Lam Wing-kee, the founder of Causeway Bay Books, was one of five Hong Kong booksellers who disappeared in 2015 only to turn up in Chinese detention. After being held for months in solitary confinement, Lam reappeared in a televised confession, pleading guilty to charges of illegally selling politically sensitive books into China.
Months later, he was permitted to return to Hong Kong temporarily and openly accused Chinese authorities of having put him through eight months of "mental and physical torture." Mainland authorities have accused Lam of jumping bail and still seek his arrest for criminal investigation.
Now living in Taiwan where he is safe from Chinese jurisdiction, Lam told VOA this week that his case demonstrates what could happen to others under the proposed extradition bill.
"What has happened to me — someone who has not committed any crime — can happen to each and every one [in Hong Kong]. This has been crystal clear. So, you see, that's why so many young people have taken part" in recent protests, Lam said during an interview in Taipei's Ximending shopping district, where he hopes to open a bookstore.
Crowds estimated as high as 2 million people took to the streets in Hong Kong on Sunday, marking the largest protest in the city's history. After days of massive and sometimes violent demonstrations, the city's pro-Beijing leader, Carrie Lam, announced she would postpone work on the extradition bill.
Caught in China's dragnet
Lam Wing-kee compared the fight over the proposed extradition law to earlier failed attempts to enact Article 23 of the territory's Basic Law, or constitution, which would outlaw treason, sedition and political ties with foreign organizations.
"If we describe Article 23 as a gun to be put to the heads of Hong Kongers, the extradition law will be another. [If passed,] there will be two guns put to the heads of Hong Kongers. That, to China, will mean tighter controls over Hong Kong," Lam said.
An attempt to pass Article 23 by the city's first post-handover leader, Tung Chee-hwa, ended in spectacular failure in 2003. Half a million residents took to the streets in protest, and officials were forced to shelve it. Tung subsequently resigned in 2005, two years before his term ended.
Lam said Chinese President Xi Jinping can only defuse the current crisis in Hong Kong by fully canceling plans for the extradition law and easing the current chief executive out of office, meeting two of the protesters' five demands.
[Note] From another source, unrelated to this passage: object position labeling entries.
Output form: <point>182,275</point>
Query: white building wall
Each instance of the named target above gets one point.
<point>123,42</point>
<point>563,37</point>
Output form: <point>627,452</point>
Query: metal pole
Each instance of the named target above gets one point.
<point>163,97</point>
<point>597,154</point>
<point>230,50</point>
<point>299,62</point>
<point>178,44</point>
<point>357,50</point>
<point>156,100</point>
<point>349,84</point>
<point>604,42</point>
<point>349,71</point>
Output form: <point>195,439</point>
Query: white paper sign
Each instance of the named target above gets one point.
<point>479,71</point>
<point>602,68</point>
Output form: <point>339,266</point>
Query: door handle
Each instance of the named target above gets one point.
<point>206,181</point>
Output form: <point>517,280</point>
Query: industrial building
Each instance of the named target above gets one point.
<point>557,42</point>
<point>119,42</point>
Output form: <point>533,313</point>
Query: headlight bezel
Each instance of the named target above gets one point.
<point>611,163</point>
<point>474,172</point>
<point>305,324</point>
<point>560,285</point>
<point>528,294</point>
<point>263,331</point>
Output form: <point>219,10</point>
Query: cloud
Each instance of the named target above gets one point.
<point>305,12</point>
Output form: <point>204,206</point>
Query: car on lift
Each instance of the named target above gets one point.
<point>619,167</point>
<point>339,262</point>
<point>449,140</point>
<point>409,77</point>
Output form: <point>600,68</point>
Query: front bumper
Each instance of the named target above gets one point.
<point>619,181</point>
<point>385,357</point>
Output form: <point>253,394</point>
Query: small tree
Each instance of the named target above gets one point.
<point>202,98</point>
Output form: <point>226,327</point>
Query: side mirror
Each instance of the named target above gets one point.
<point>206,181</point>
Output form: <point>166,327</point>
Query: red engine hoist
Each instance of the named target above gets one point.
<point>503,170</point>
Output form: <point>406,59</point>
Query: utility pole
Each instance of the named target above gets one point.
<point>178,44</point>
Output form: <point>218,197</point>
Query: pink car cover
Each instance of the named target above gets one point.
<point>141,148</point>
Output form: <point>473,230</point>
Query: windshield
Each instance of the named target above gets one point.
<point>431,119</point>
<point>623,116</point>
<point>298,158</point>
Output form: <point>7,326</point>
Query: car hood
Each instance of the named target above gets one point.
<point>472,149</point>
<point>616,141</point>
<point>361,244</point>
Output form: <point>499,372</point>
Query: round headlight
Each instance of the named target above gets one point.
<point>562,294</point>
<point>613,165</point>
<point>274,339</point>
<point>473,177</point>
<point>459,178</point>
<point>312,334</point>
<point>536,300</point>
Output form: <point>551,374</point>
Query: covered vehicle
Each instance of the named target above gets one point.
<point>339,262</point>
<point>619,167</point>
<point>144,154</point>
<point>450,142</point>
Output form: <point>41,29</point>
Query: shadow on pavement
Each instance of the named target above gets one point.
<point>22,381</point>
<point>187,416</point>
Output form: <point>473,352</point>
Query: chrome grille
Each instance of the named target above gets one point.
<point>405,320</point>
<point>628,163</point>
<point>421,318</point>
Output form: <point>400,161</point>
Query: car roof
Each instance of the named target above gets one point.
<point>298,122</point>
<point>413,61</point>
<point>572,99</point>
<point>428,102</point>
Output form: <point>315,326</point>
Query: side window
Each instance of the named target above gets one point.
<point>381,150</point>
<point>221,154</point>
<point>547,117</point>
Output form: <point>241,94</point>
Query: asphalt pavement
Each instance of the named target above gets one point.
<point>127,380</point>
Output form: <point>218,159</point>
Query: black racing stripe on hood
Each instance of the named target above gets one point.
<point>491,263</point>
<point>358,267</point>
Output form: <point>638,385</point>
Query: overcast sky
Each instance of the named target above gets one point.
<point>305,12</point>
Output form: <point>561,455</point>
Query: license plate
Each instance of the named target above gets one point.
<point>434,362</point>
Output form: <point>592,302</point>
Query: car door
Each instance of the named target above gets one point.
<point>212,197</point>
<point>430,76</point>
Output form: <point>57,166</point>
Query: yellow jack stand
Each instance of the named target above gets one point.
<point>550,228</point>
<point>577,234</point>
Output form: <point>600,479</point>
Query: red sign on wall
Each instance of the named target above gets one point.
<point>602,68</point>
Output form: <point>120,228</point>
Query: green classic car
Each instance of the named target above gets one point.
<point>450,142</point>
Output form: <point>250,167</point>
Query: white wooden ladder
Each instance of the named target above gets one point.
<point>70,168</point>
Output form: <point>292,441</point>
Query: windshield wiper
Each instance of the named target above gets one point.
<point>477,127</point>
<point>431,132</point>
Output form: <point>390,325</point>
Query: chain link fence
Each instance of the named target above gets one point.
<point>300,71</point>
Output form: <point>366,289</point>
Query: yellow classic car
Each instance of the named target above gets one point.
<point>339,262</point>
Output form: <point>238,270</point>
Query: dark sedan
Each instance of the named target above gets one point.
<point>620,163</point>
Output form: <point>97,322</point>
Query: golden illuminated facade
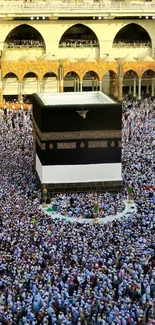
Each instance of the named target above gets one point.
<point>80,46</point>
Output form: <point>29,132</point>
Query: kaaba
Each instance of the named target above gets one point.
<point>77,141</point>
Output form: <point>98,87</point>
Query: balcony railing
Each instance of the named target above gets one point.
<point>71,7</point>
<point>77,45</point>
<point>133,45</point>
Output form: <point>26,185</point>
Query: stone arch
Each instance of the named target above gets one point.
<point>30,83</point>
<point>90,81</point>
<point>132,33</point>
<point>50,82</point>
<point>71,81</point>
<point>10,84</point>
<point>148,82</point>
<point>109,83</point>
<point>130,83</point>
<point>79,35</point>
<point>24,35</point>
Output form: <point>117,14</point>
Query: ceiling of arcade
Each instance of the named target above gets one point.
<point>80,68</point>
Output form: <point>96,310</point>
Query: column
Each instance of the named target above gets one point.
<point>61,80</point>
<point>57,85</point>
<point>100,82</point>
<point>139,88</point>
<point>93,83</point>
<point>115,88</point>
<point>111,88</point>
<point>147,88</point>
<point>120,86</point>
<point>152,88</point>
<point>96,84</point>
<point>130,88</point>
<point>77,84</point>
<point>134,88</point>
<point>1,88</point>
<point>74,85</point>
<point>19,92</point>
<point>81,84</point>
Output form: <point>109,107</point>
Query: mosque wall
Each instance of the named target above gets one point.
<point>105,31</point>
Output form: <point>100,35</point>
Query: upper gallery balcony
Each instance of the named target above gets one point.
<point>89,8</point>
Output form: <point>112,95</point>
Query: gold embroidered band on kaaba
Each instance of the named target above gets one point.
<point>41,145</point>
<point>77,135</point>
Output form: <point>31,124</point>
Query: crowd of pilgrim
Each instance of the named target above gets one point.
<point>58,272</point>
Carrie Lam has repeatedly offered public apologies over her handling of the bill, but has shown no intention to permanently withdraw the proposed law. She has said it is unlikely to be passed before the current legislative session ends next year.
While facing difficulty in extending his stay and opening a bookstore in Taipei, Lam Wing-kee said he chooses to stay in the self-ruled island because he enjoys Taiwan as a truly free and democratic country.
But he said Taiwan faces an imminent danger from politicians who aspire to closer ties with China. He hopes his example will send a warning to those in Taiwan who, like Carrie Lam, share a sense of identity with mainland Chinese.